Nortriptyline suppresses lysosomal exocytosis and progression of gastric cancer. A) Representative images (left panel) and quantification (right panel) of LAMP1 and Dil staining in HGC‐27 cells treated with vehicle or Nor (40 µmol·L⁻¹). Scale bars: 10 µm. B) ELISA showing the levels of LGALS1 and IGFBP7 within culture medium of MKN‐45 cells stably transfected with empty vector (mock), PITX2, or HOXA1, and those treated with vehicle or Nor (40 µmol·L⁻¹, n = 3). C and D) Representative images (left panel) and quantitative (right panel) of soft agar (C) and matrigel invasion (D) assays showing the growth and invasion of MKN‐45 cells treated with culture medium from those stably transfected with mock, PITX2, or HOXA1, and those treated with vehicle or Nor (40 µmol·L⁻¹, n = 3).
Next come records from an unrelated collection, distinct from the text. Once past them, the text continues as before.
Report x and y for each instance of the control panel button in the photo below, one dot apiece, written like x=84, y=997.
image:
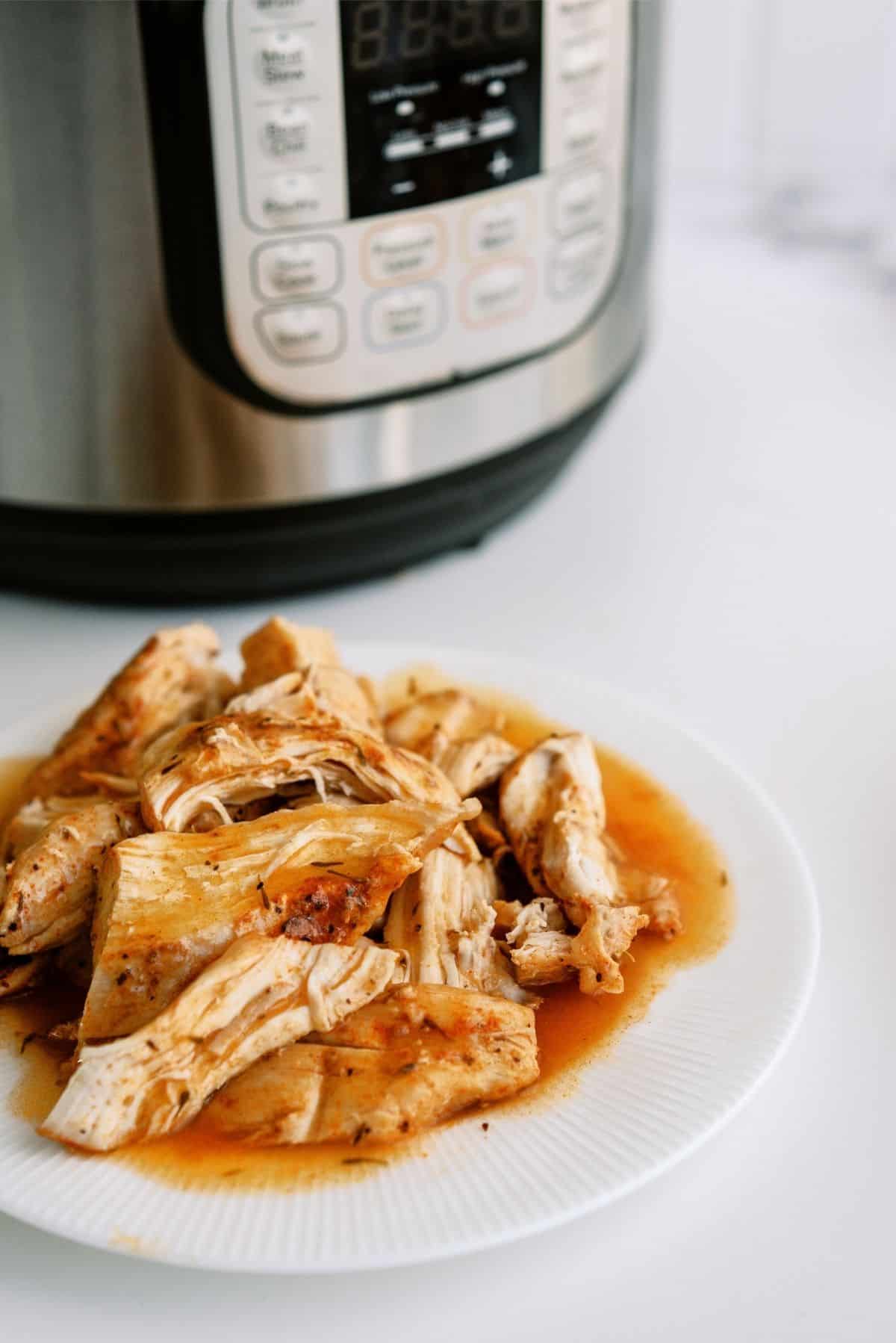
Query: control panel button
x=576, y=202
x=497, y=124
x=582, y=131
x=403, y=252
x=497, y=293
x=307, y=267
x=575, y=265
x=285, y=132
x=582, y=15
x=280, y=10
x=585, y=57
x=497, y=227
x=302, y=333
x=405, y=316
x=403, y=146
x=282, y=61
x=290, y=200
E and F) Representative images (E), growth curve (E), weight at the end points (E), LGALS1 or IGFBP7 secretion (E, right panel), and immunohistochemical staining of Ki‐67 and CD31 (F, arrowheads) within tumor xenografts formed by subcutaneous injection of HGC‐27 cells in nude mice that subsequently treated with Nor (50 mg·kg⁻¹, n = 5 for each group). Scale bars: 100 µm. G) Western blot assay showing the expression levels of PITX2, HOAX1, p‐AKT³⁰⁸, p‐AKT⁴⁷³, E‐cadherin, N‐cadherin, or vimention in xenograft tumors formed by subcutaneous injection of HGC‐27 cells in nude mice that subsequently treated with Nor (50 mg·kg⁻¹, n = 5 for each group). H) Representative images and hematoxylin‐eosin (HE) staining of lung metastatic colonization (arrowheads) of nude mice (n = 4 for each group) receiving vein tail injection of HGC‐27 cells and subsequent intravenous administration of Nor (50 mg·kg⁻¹). I) Schematic depicting the mechanisms underlying HOAX1/PITX2‐regulated cancer progression: as a transcription factor, PITX2 facilitates the expression of lysosomal exocytosis genes (MCOLN1 and RAB3A), while HOXA1 interacts with PITX2 to facilitate its activity, resulting in increase of lysosomal exocytosis‐mediated SASP (LGASL1 or IGFBP7) and subsequent activation of AKT signaling and EMT. Meanwhile, nortriptyline (Nor) is able to block HOXA1‐PITX2 interaction, resulting in inhibition of lysosomal exocytosis, tumorigenesis, and aggressiveness. Student's t test or one‐way ANOVA compared the difference in A‐F. Data are shown as mean ± s.e.m. (error bars); ^*, p <0.05; ^**, p <0.01.